Flashback to 1998. I'm in Southern California on a road trip and every tape we brought with us had been played about 100 times. Needless to say, we were in desperate need of something new. Cassette tapes were on their deathbed and the selection at our friend's shop proved it. The other guys picked out a bunch of metal and tongue-in-cheek rock stuff. I picked up Do or Die by the Dropkick Murphy's. After the barrage of speed picking and satanic references it was finally my turn.
I popped in the cassette and was instantly hooked. The music was good, but pretty typical of the genre. The thing that struck me most was the singer, Mike McColgan. There was a passion in his voice that couldn't be faked. Dropkick took off and quickly became one of the biggest names in punk. Shortly after, Mike quit the band to live out his childhood dream: becoming a Boston fireman. Although I thought this was great, I was kinda bummed that my favourite part about DM was gone.
Fast-forward to 2002. I'm in Vegas slinging clothes at a punk rock shop. A cross-eyed, buck-toothed kid named Nick stops by with a CD that I "have to hear." The record is Savin Hill and the band is called Street Dogs.
I'm a little hesitant because this kid comes in like every day. And on most days, he's got a CD with him by some Boston band that I "have to hear."
He tells me to put the CD on.
I tell him to buzz off.
He tells me they are from Boston.
I tell him he should move there. That way he'll be able to see them play all the time.
Finally he says, "But it's the old singer from Dropkick." I put the CD on. But not before busting him a bit more by telling him I'll put on his Pound Puppies CD if he goes and gets me a drink.
Surprisingly, I like the CD. A lot.
Fast-forward, again. But this time to present day Philadelphia. I read somewhere that Street Dogs are playing in town. Immediately, I get a hold of the band and ask them if they'd like to stop by. Johnny gives me a call and we set everything up.

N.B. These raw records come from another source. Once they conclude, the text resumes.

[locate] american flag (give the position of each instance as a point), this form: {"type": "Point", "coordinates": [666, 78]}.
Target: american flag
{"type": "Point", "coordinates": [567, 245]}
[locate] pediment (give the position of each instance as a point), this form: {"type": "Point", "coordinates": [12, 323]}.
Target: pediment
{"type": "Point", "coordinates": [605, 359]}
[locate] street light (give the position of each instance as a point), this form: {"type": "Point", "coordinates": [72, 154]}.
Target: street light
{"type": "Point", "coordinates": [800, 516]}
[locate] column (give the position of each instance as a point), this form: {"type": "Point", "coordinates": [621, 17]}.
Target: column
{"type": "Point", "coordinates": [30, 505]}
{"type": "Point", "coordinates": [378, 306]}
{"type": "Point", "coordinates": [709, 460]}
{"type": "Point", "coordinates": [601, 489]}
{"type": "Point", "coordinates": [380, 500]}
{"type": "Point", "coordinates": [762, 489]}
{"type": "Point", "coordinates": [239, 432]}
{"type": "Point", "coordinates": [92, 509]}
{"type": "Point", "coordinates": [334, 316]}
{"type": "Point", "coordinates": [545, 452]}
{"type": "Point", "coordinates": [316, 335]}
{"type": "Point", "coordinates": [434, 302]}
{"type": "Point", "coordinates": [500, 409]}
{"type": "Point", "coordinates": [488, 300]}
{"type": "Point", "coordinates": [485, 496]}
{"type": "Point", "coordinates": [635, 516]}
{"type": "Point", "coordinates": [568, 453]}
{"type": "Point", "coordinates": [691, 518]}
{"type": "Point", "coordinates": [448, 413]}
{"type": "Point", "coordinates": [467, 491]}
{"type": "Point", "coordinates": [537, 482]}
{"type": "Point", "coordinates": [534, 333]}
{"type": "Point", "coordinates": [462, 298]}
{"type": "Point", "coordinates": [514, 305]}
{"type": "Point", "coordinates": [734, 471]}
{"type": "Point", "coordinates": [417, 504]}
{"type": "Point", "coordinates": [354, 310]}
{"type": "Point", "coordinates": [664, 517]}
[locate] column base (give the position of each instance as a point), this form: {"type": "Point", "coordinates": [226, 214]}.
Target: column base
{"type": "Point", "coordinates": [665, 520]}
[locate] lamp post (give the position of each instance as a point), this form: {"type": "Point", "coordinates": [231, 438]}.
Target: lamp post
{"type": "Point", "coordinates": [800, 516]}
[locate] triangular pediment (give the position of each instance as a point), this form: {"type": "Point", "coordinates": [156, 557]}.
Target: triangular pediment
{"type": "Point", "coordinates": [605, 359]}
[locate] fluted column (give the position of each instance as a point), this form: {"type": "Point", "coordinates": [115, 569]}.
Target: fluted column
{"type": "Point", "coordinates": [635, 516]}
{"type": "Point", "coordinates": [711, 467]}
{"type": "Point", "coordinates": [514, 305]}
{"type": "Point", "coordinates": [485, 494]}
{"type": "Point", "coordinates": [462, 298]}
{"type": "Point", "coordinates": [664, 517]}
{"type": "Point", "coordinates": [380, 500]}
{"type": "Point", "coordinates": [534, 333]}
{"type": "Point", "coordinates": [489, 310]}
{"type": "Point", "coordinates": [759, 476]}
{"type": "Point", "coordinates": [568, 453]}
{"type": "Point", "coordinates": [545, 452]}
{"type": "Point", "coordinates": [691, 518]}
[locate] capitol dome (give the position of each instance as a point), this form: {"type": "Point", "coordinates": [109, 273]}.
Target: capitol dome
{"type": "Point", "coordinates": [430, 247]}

It's my day off so I meet the band up at the shop. They grab some gear, hook us up with copies of the new CD and head off to the venue. Excited, I put Back to World on and I'm immediately treated to some grade A rock 'n' roll.
The record is laced with Cock Sparrer-esque guitar riffs, driving bass, solid drumming and, of course, Mike's unique voice. The subject matter ranges everywhere from corrupt governments and homesick vets to drinking. It's all sung with a sincerity that most bands of their ilk desperately lack. After a few spins of Back to the World, I was more than ready for the show.
As much as I dig the records, the best way to experience Street Dogs is in person. They easily have one of the best live shows around, and the packed crowd was eating up every bit of it. Even if it was a Monday night. By the time the band wrapped things up everyone there was soaked in sweat and smiling from ear to ear.
Street Dogs are the real deal.
The following weekend I was up in NY to see the Pogues. After a citywide pub-crawl and the show, I found myself at a dive bar in Greenwich Village. It was there that I ended up running into a couple of Boston-Irish firemen who had recognized me from another pub. The conversation, for some reason, led us to talk about the Street Dogs. When I told them that I had just run into them their faces lit up with joy.
"We know Mike McColgan," they told me. "He used to be a fireman up in Boston. He's a great guy. He quit the fire dept to be in that band ya know. It's not my cup of tea, but they've got to be pretty good. He gave up a great job for them!"
We chatted a bit more and I decided to retire to my hotel. I said my goodbyes and Mike came back into the conversation.
"It was nice talking to ya. If ya see Mike tell him we said hi and good luck!"